New Mirror That Can Be Flexibly Shaped Improves X-Ray Microscopes


A team of researchers in Japan has engineered a mirror for X-rays that can be flexibly shaped, resulting in remarkable precision at the atomic level and increased stability. The new technology developed by Satoshi Matsuyama and Takato Inoue at the Graduate School of Engineering of Nagoya University, in collaboration with RIKEN and JTEC Corporation, improves the performance of X-ray microscopes and other technologies that use X-ray mirrors. The results were published in the journal Optica.
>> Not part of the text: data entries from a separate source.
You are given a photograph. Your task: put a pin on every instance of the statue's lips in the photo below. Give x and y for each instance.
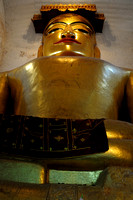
(67, 40)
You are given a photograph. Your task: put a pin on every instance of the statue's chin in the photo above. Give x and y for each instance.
(69, 53)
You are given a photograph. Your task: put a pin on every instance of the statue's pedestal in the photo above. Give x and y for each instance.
(113, 183)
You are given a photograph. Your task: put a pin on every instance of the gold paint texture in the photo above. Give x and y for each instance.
(69, 82)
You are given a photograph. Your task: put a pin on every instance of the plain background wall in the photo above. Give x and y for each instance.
(115, 43)
(2, 29)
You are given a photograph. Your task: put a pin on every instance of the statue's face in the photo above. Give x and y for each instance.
(69, 34)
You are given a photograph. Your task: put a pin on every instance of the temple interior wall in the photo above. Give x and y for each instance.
(21, 42)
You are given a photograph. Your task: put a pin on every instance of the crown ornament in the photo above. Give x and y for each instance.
(87, 11)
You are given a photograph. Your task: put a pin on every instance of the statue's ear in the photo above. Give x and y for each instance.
(97, 53)
(40, 51)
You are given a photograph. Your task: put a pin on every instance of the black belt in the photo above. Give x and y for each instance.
(48, 138)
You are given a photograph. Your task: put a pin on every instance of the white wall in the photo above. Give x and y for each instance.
(115, 43)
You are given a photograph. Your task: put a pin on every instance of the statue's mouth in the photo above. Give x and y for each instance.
(67, 40)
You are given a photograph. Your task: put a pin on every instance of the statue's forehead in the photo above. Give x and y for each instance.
(68, 19)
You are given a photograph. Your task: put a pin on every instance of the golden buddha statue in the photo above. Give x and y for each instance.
(69, 81)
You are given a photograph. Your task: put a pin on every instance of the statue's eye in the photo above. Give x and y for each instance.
(53, 30)
(82, 30)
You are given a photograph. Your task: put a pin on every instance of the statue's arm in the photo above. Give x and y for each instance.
(4, 92)
(129, 92)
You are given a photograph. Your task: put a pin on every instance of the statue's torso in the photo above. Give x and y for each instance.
(68, 87)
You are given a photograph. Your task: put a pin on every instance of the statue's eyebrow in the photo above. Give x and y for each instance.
(55, 23)
(79, 22)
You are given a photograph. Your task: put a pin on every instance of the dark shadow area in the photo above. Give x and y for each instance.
(107, 36)
(30, 36)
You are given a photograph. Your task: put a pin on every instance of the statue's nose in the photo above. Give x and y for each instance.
(68, 33)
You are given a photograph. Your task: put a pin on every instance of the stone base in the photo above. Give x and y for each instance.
(114, 183)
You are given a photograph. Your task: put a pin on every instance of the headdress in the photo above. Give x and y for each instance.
(48, 12)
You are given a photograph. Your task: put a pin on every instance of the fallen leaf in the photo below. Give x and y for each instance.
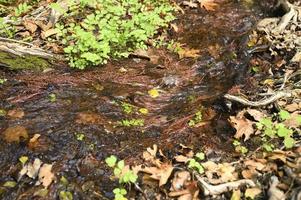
(181, 158)
(41, 193)
(274, 193)
(292, 107)
(236, 195)
(16, 113)
(188, 53)
(14, 134)
(243, 126)
(256, 114)
(191, 192)
(259, 166)
(31, 169)
(45, 175)
(219, 173)
(161, 173)
(252, 192)
(249, 173)
(179, 180)
(190, 4)
(10, 184)
(294, 121)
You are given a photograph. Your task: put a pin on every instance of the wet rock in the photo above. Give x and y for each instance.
(16, 113)
(88, 118)
(15, 134)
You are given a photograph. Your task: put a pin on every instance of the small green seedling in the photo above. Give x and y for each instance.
(194, 164)
(52, 98)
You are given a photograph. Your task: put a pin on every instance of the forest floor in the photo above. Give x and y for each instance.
(219, 119)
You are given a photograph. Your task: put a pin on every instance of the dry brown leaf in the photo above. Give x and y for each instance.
(179, 180)
(190, 193)
(162, 174)
(293, 107)
(294, 121)
(249, 173)
(258, 165)
(190, 4)
(152, 151)
(31, 169)
(256, 114)
(188, 53)
(252, 192)
(208, 4)
(30, 25)
(14, 134)
(243, 126)
(16, 113)
(48, 33)
(181, 158)
(175, 27)
(236, 195)
(45, 175)
(225, 172)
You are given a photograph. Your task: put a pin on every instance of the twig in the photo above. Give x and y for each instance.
(16, 41)
(140, 190)
(225, 187)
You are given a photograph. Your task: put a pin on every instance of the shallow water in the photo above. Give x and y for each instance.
(89, 103)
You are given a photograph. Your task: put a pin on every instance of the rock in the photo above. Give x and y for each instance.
(14, 134)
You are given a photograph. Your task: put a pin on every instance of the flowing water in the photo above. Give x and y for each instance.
(80, 125)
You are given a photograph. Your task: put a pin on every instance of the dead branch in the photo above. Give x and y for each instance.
(225, 187)
(20, 50)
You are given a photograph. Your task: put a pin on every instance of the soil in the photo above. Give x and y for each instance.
(89, 103)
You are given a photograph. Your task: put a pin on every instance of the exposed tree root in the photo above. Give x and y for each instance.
(222, 188)
(20, 50)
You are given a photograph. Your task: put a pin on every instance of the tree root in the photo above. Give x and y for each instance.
(283, 33)
(222, 188)
(263, 102)
(19, 50)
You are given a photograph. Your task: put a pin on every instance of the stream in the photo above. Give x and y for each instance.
(78, 114)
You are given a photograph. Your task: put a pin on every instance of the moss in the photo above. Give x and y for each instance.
(27, 62)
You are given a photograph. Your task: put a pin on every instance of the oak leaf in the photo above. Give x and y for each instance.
(243, 126)
(161, 173)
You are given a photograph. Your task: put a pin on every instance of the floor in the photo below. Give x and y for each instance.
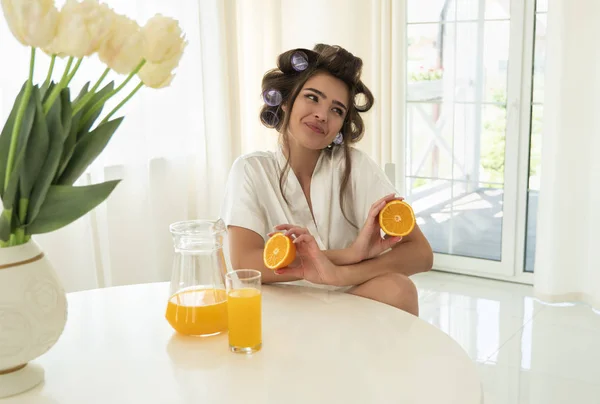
(470, 223)
(527, 352)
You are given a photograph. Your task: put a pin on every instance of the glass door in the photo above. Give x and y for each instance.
(466, 79)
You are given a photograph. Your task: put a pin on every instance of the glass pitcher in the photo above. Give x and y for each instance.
(198, 300)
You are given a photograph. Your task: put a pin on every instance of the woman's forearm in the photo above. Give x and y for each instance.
(253, 259)
(407, 258)
(346, 256)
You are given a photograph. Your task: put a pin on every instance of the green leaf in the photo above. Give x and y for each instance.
(5, 138)
(84, 127)
(87, 149)
(5, 226)
(64, 204)
(48, 170)
(69, 146)
(8, 199)
(37, 148)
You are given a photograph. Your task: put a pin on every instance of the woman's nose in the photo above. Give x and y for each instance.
(321, 115)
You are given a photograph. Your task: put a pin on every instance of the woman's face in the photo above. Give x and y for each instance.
(318, 112)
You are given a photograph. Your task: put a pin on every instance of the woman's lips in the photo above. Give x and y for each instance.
(315, 128)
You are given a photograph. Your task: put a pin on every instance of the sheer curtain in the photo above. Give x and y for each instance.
(174, 149)
(568, 241)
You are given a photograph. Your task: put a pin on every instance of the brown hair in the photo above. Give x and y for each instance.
(288, 79)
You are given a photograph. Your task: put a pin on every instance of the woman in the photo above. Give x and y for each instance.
(318, 189)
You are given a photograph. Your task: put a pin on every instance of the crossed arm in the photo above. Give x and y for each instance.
(409, 256)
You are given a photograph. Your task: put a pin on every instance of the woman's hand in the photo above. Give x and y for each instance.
(369, 242)
(311, 263)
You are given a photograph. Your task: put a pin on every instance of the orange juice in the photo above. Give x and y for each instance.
(244, 308)
(198, 311)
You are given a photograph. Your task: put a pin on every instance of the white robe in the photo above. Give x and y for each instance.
(253, 199)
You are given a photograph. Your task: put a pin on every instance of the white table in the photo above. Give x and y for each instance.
(318, 347)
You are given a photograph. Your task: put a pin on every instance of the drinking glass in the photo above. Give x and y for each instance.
(244, 301)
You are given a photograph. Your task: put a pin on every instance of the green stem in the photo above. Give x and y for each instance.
(131, 94)
(23, 205)
(50, 70)
(84, 100)
(102, 100)
(72, 74)
(18, 121)
(58, 88)
(100, 80)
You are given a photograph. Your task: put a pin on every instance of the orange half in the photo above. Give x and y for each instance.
(397, 218)
(279, 252)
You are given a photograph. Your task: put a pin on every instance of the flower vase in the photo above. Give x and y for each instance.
(33, 313)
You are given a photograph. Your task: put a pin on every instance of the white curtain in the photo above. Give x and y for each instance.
(568, 240)
(175, 147)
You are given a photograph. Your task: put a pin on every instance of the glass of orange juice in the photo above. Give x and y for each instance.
(244, 301)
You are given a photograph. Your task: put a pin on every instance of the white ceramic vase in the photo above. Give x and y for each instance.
(33, 313)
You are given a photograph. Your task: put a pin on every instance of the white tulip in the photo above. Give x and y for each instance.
(159, 75)
(123, 49)
(163, 39)
(32, 22)
(82, 28)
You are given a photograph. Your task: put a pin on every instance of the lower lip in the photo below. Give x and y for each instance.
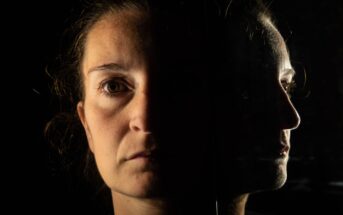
(281, 157)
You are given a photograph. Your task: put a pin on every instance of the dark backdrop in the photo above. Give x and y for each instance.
(314, 33)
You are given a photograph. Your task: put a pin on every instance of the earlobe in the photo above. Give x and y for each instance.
(81, 113)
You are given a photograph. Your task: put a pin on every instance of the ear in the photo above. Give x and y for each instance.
(81, 112)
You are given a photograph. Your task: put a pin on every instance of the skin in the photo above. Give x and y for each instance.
(115, 110)
(258, 159)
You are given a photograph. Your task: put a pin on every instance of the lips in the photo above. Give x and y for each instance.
(141, 154)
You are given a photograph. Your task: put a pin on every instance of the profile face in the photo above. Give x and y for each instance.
(115, 110)
(254, 157)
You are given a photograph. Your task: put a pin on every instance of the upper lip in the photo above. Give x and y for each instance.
(144, 153)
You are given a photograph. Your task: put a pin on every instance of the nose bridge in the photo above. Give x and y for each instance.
(289, 116)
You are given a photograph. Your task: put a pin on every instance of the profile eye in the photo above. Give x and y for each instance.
(288, 86)
(115, 86)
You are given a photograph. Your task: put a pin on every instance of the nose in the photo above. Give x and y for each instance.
(289, 117)
(140, 113)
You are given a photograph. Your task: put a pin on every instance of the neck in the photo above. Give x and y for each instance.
(233, 205)
(127, 205)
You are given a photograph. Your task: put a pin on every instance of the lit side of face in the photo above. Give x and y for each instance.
(114, 111)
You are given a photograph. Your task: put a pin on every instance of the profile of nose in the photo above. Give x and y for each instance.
(289, 117)
(140, 116)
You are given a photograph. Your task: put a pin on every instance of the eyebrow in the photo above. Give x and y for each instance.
(109, 66)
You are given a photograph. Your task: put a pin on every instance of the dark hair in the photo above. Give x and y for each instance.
(64, 132)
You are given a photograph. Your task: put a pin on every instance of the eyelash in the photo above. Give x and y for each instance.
(289, 87)
(119, 84)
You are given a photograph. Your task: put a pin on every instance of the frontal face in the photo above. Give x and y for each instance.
(257, 152)
(115, 108)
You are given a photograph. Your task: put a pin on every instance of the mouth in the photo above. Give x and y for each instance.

An X-ray microscope is an advanced imaging tool that bridges the gap between electron and light microscopy. It uses X-rays, which can provide better resolution than light and penetrate samples too thick for electrons to penetrate. This allows for imaging of structures that are difficult to see with other microscopy techniques. X-ray microscopes have high resolution, which makes them especially valuable in fields such as materials science and biology because they can observe the composition, chemical state, and structure inside a sample.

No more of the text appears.